Kyr'am tracyn hettir mhi an
Kando be kote atin'la bah jorir.
Cuun ka'rtase brokar solus sa mhi taabir
bah tal'galaar par hut'uune.
Naasade n'ulu meg mhi'cuyir
Naasade n'ulu meg ven'mhi cuyir
Naasade n'ulu par Vode mhi ganar echoy'la
Par narser beh b'ash'ad vercopa
Kyr'am tracyn hettir mhi an
sa mhi tal'onidir par auretiise
Mhi darmav akaan'ade beh shabla Tsad Droten
A cuun tal'onidir cuun kartase mav!
They all jumped apart and did some heathenish, wild dance, which consisted of head butting one another as hard as they could. Adriaan's forehead turned bluer and bluer as she went down the line, and when she made it at last to Cor, his thickskulled mug whacked her so hard she was thrown off her feet and landed with a solid smack with her back to the floor. Ember began to scold Cor, but the Jedi laughed and leaped up gracefully, even as a blackish goose egg began to swell on her forehead. "Ret'urcye mhi!" she said cheerfully, running lightly up the ramp.

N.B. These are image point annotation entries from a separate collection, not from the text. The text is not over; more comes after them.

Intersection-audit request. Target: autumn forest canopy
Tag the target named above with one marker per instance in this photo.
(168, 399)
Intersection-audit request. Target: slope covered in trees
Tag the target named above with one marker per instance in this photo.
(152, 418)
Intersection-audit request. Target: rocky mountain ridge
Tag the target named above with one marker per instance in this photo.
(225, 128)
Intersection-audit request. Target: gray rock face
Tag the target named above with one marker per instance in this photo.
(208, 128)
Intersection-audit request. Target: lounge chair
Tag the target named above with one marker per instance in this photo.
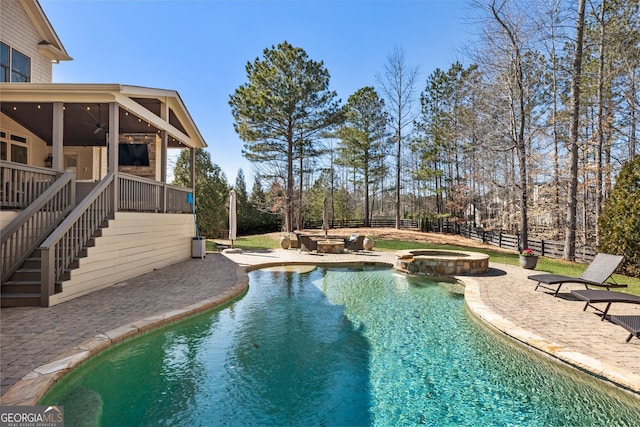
(594, 296)
(630, 322)
(600, 269)
(355, 243)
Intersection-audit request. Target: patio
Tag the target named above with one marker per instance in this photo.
(36, 351)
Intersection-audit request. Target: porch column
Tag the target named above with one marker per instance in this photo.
(112, 138)
(164, 143)
(112, 143)
(57, 164)
(192, 169)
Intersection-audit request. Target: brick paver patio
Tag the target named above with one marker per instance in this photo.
(36, 342)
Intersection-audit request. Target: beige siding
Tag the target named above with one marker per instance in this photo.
(133, 244)
(18, 32)
(37, 149)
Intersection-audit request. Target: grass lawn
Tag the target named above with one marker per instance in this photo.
(544, 264)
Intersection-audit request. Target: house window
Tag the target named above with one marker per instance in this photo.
(14, 65)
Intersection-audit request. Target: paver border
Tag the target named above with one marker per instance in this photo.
(33, 386)
(599, 369)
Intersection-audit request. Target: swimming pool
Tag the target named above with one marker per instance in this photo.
(335, 347)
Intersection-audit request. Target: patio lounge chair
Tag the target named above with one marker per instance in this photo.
(593, 296)
(600, 269)
(630, 322)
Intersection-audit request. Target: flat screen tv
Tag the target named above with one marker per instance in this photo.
(133, 155)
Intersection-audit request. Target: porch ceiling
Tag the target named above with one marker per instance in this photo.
(86, 113)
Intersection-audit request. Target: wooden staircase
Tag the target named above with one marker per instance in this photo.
(23, 288)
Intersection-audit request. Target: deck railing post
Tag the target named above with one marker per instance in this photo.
(47, 275)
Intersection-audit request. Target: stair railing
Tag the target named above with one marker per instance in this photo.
(65, 244)
(29, 229)
(23, 184)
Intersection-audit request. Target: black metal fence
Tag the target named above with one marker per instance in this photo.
(543, 247)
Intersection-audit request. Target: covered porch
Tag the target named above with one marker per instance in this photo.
(66, 176)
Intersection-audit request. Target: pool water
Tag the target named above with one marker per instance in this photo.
(335, 347)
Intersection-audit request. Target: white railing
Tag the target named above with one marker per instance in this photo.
(23, 235)
(22, 184)
(65, 244)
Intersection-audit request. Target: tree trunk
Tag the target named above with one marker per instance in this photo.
(600, 119)
(570, 231)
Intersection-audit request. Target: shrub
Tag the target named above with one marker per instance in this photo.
(620, 220)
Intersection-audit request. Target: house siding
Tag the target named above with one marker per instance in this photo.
(17, 30)
(132, 244)
(37, 149)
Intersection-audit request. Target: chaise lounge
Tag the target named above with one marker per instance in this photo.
(594, 296)
(596, 274)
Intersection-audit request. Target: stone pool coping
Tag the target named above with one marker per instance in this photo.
(600, 369)
(30, 389)
(442, 262)
(33, 386)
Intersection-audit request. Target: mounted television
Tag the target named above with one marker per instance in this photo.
(133, 155)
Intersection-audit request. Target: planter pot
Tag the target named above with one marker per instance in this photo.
(285, 242)
(368, 244)
(528, 262)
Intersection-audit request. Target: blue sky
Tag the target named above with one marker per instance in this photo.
(200, 48)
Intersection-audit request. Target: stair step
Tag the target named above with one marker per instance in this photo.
(27, 274)
(15, 287)
(28, 299)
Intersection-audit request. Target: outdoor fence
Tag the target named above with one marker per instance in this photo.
(543, 247)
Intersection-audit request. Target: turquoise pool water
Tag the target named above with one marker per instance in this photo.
(335, 347)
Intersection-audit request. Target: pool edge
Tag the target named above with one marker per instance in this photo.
(32, 387)
(601, 370)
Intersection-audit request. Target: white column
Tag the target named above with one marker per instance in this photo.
(114, 136)
(57, 137)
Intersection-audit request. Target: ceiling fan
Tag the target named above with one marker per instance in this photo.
(99, 127)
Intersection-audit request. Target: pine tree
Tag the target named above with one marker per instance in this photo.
(620, 220)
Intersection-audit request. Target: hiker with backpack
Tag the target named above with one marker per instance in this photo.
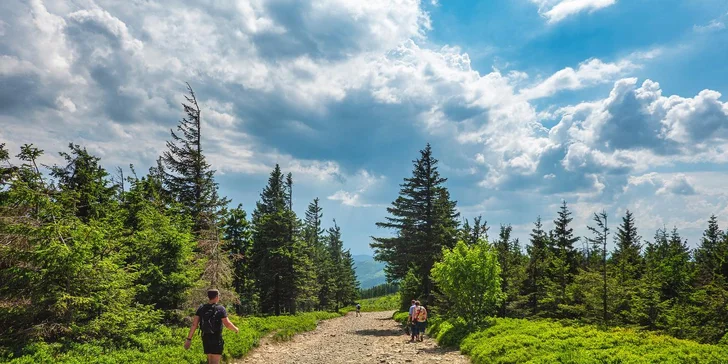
(421, 320)
(211, 317)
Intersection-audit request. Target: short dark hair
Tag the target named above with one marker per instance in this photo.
(212, 293)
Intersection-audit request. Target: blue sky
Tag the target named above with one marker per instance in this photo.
(607, 104)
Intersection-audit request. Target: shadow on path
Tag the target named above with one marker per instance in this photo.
(374, 332)
(438, 350)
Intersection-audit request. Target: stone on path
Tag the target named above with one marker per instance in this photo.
(372, 338)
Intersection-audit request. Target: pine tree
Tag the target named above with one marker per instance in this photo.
(190, 178)
(626, 257)
(425, 221)
(472, 235)
(628, 266)
(314, 235)
(601, 231)
(270, 253)
(535, 286)
(710, 257)
(564, 258)
(83, 183)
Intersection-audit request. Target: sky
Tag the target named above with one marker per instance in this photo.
(605, 104)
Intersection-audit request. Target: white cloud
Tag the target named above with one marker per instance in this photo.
(558, 10)
(589, 73)
(712, 26)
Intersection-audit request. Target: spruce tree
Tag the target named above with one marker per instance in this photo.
(83, 183)
(626, 256)
(601, 231)
(535, 286)
(189, 178)
(710, 257)
(565, 261)
(238, 241)
(424, 220)
(314, 235)
(270, 257)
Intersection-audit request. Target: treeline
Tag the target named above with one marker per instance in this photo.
(658, 285)
(90, 256)
(379, 290)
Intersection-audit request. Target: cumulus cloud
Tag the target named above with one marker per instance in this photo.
(589, 73)
(558, 10)
(276, 85)
(713, 26)
(676, 184)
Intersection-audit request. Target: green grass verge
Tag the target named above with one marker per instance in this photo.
(378, 304)
(524, 341)
(165, 345)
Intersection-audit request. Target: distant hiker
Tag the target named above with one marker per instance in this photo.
(413, 320)
(212, 316)
(410, 319)
(421, 317)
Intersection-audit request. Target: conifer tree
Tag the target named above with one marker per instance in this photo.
(601, 231)
(84, 185)
(710, 257)
(238, 241)
(188, 176)
(270, 253)
(628, 267)
(565, 261)
(536, 284)
(314, 235)
(425, 221)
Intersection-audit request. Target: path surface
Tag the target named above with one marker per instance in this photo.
(372, 338)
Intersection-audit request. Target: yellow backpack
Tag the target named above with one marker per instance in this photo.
(421, 314)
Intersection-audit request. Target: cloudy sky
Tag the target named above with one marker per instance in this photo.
(607, 104)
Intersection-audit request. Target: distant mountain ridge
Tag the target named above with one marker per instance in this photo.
(369, 272)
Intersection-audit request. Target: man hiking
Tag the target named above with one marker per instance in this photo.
(411, 321)
(421, 320)
(212, 316)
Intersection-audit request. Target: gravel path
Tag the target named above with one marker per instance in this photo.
(372, 338)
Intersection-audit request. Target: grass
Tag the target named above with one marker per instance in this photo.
(524, 341)
(165, 344)
(378, 304)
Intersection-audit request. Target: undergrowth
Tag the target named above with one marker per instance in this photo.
(165, 344)
(524, 341)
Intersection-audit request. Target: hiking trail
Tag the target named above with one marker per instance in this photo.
(372, 338)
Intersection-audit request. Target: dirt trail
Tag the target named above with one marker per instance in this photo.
(372, 338)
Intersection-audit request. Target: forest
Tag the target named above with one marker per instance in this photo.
(113, 264)
(468, 275)
(91, 257)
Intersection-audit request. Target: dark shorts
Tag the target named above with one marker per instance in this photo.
(413, 329)
(212, 344)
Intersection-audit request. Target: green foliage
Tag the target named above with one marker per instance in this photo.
(377, 304)
(380, 290)
(522, 341)
(424, 219)
(164, 345)
(410, 289)
(469, 278)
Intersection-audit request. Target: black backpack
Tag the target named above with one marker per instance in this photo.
(210, 323)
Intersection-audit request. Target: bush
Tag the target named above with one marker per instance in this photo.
(523, 341)
(469, 278)
(164, 345)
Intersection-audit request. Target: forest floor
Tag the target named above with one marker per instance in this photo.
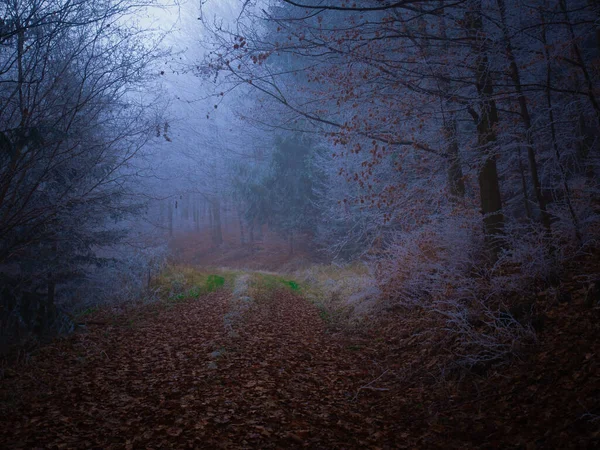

The blast from the exhaust port pulled her hair loose from its braid, and the golden tresses cascaded freely down her back and were caught high in the wind, like a brave yet tattered flag. Before she melted into the interior of the ship, she twisted on her heel and cocked her hand in a salute. Her dark blond hair flew about her pale face and veiled the purple bruise on her forehead as her fingers rapped against it in farewell. Across the space, her yellow eyes met Kan's grey ones.
"We'll meet again," she called, and then she was part of the darkness within the ship. The craft roared, levitated, shot out of the dock and into the blackest blackness of space. The dark ship melted into the darkness of space; there was an explosion of light, and the shadow was gone.
"We'll meet again," she had said. But he felt a hole in his heart, a cavity that had been there ever since that day four hundred and eight days ago, when his Master Ruru had left for Geonosis and had returned to the Temple in a coffin because of Kan's own foolishness. No amount of care and love given to him could fill that gap, nothing could contain that darkness. Perhaps he and Adriaan would meet again, but for the sake of their old friendship he wished it would not be so.
Because deep down in his heart, he knew that this would be the last time they would part as friends.